Dalam bahasa Yunani kedua kakak beradik ini dijuluki "Anarguroi" yang berarti 'Orang-orang yang tidak menghiraukan uang. Julukan ini tepat karena pengabdian mereka sebagai dokter tanpa memungut uang dari para pasiennya. Sering sekali mereka menyembuhkan orang sakit bukan karena keahliannya tetapi karena imannya akan Kristus dan perhatiannya yang besar pada kesembuhan orang-orang sakit. Karena perbuatan cinta kasih mereka itu, mereka ditangkap dan dipenjarakan oleh Prefek Lysias, dan dipaksa menyembah dewa-dewi kafir. Namun mereka tidak gentar sedikit pun menghadapi segala siksaan itu. Kepada Lysias mereka menegaskan bahwa agama Kristen sangat penting untuk keselamatan yang kekal. Setiap siksaan yang dikenakan pada mereka tidak mempan untuk mematahkan iman mereka. Tuhan ada dipihak mereka. Akhirnya Prefek itu memutuskan untuk memenggal saja kepala mereka untuk menghabisi nyawa mereka. Peristiwa itu terjadi pada tanggal 27 September 303 pada masa pemerintahan Kaisar Diokletianus yang kejam itu.
Kisah lain mengungkapkan peristiwa pembunuhan mereka secara mendetail. Keduanya disalibkan dan dilempari batu serta dipanah. Tetapi batu-batu itu memental dan mengenai para pelempar itu sendiri. Demikian juga para pemanah terkena sendiri panah yang mereka tembakkan. Sesudah kematian mereka, banyak terjadi mujizat penyembuhan. Di antara orang-orang besar yang disembuhkan ialah Raja Yustianus I. Oleh karena itu raja mendirikan sebuah gereja besar di Konstantinopel untuk menghormati mereka. Paus Felix IV (526-530) mendirikan sebuah gereja lagi bagi mereka di Roma. Nama mereka dimasukkan dalam Doa Syukur Agung Misa. Para dokter menghormati mereka dan menjadikan mereka pelindung para dokter dan alat-alat kedokteran.

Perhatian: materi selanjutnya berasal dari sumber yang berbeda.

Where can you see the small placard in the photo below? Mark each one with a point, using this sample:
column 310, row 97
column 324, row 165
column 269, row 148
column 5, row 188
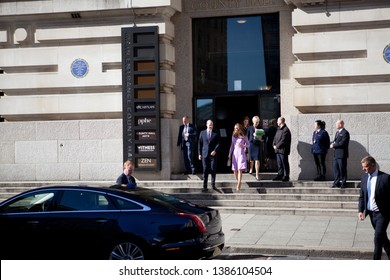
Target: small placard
column 79, row 68
column 146, row 135
column 146, row 121
column 146, row 162
column 386, row 53
column 143, row 149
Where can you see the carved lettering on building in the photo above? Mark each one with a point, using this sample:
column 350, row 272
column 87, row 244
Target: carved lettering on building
column 227, row 4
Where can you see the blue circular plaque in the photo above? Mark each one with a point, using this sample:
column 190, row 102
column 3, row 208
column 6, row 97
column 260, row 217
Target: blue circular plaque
column 79, row 68
column 386, row 53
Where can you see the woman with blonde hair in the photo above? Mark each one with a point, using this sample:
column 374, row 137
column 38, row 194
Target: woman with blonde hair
column 237, row 153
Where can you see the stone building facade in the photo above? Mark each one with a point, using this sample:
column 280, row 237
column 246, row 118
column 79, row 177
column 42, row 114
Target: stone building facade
column 58, row 124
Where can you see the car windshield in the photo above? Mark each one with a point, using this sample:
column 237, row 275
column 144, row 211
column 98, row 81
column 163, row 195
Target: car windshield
column 32, row 203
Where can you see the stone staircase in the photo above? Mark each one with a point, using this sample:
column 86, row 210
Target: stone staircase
column 256, row 197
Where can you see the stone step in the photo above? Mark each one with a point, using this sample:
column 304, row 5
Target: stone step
column 276, row 196
column 279, row 204
column 288, row 211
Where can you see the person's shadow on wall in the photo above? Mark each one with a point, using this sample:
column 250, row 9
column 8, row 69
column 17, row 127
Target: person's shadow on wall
column 308, row 169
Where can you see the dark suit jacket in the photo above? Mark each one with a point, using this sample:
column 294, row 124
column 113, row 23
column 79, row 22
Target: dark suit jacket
column 191, row 138
column 282, row 140
column 340, row 144
column 382, row 193
column 204, row 147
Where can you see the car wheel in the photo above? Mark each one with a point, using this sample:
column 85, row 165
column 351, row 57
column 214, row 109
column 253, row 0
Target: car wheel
column 127, row 251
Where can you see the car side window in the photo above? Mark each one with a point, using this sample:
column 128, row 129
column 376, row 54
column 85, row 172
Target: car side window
column 80, row 200
column 127, row 204
column 35, row 202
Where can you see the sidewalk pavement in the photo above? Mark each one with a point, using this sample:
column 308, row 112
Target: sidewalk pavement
column 333, row 237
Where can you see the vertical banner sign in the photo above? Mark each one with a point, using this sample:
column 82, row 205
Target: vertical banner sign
column 141, row 97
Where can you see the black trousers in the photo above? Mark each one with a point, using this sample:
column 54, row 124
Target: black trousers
column 340, row 171
column 188, row 157
column 380, row 224
column 319, row 159
column 209, row 167
column 283, row 165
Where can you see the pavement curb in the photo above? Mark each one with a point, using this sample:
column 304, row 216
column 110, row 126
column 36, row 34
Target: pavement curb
column 331, row 253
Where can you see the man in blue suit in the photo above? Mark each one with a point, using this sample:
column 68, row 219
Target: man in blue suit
column 186, row 141
column 208, row 146
column 340, row 155
column 374, row 200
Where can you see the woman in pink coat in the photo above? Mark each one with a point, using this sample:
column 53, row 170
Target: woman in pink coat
column 237, row 154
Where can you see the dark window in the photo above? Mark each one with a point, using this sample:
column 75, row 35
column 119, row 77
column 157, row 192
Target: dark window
column 242, row 55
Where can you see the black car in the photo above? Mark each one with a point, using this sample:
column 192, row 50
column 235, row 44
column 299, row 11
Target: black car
column 84, row 222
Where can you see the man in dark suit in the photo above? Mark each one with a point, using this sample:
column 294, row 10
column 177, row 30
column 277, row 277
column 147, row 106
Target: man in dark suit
column 126, row 179
column 340, row 155
column 374, row 200
column 208, row 146
column 186, row 141
column 282, row 147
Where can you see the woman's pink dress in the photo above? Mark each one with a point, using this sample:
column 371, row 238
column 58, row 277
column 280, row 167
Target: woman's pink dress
column 237, row 152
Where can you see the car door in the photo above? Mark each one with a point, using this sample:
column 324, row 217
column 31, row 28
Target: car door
column 82, row 225
column 23, row 225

Santo Siprianus dan Yustina, Martir
Di Antiokia, Syria, Siprianus dikenal sebagai seorang dukun. Banyak orang datang kepadanya untuk disembuhkan dari penyakitnya.  Tapi praktek kedukunannya tidak mendapat tanggapan baik dari orang­orang Kristen. Ia sendiri tidak berdaya menghadapi orang-orang Kristen. Sekali peristiwa ia menggoda Yustina, seorang gadis Kristen namun ia tidak berhasil. Oleh pengaruh Yustina, ia lalu sadar akan keberdosaannya, bertobat dan dipermandikan. Ia kemudian menikahi Yustina dan menjadi seorang Kristen yang saleh.
Kegiatan-kegiatan iman yang dilakukan kedua suami-isteri ini mengakibatkan kematian mereka sebagai saksi iman. Mereka ditangkap, didera dan dipenjarakan dengan tujuan agar keduanya murtad dari imannya. Tetapi karena mereka tetap pada pendiriannya, maka mereka dibunuh di Nikomedia. Jenazah mereka ditinggalkan saja di tempat pembantaian. Tetapi kemudian diangkut ke Roma oleh beberapa orang pelaut yang beragama Kristen.